Rocha, who served in multiple federal roles including as U.S. ambassador to Bolivia from 2000 to 2002, is accused of using access to classified information and foreign policy influence to benefit Cuba, including traveling outside of the U.S. to meet with Cuban representatives.
Attorney General Merrick Garland said Rocha’s mission was “one of the highest-reaching and longest-lasting infiltrations of the United States government by a foreign agent.”
“Those who have the privilege of serving in the government of the United States are given an enormous amount of trust by the public we serve,” Garland said in a statement. “To betray that trust by falsely pledging loyalty to the United States while serving a foreign power is a crime that will be met with the full force of the Justice Department.”
Rocha faces counts of conspiring to act as an agent of a foreign government, acting as an agent of a foreign government and using a passport obtained by false statement, according to the DOJ. He was arrested Friday in Miami and made an initial court appearance in Florida on Monday.
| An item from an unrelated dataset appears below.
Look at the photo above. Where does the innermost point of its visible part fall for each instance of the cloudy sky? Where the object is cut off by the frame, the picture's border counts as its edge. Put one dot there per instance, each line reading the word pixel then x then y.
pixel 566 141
It wasn’t immediately clear if Rocha had obtained a lawyer.
The DOJ said Rocha allegedly revealed Cuban ties during a series of meetings with an undercover FBI agent in 2022 and 2023.
In the meetings, Rocha allegedly called the U.S. the “enemy,” praised Cuba and the late Cuban President Fidel Castro and referred to his decades of alleged covert work as “more than a grand slam” while acknowledging the work was “not easy,” according to the DOJ complaint.
Rocha also allegedly said at another meeting with the undercover agent that his work “strengthened the revolution” of his country, according to the complaint.
Cuba and the U.S. have had a strained relationship since the Cuban communist party seized power in 1959.
Rocha is from Colombia and became a lawful permanent resident after obtaining U.S. citizenship in 1978, according to the DOJ complaint.
During his time in the State Department, Rocha served in various countries in North America, South America and Central America, including Honduras, Mexico, Argentina and the Dominican Republic.
He also served with the National Security Council from 1994 to 1995 and as an advisor to the commander of the U.S. Southern Command, which has a jurisdiction covering Cuba, from 2006 to 2012, according to the DOJ.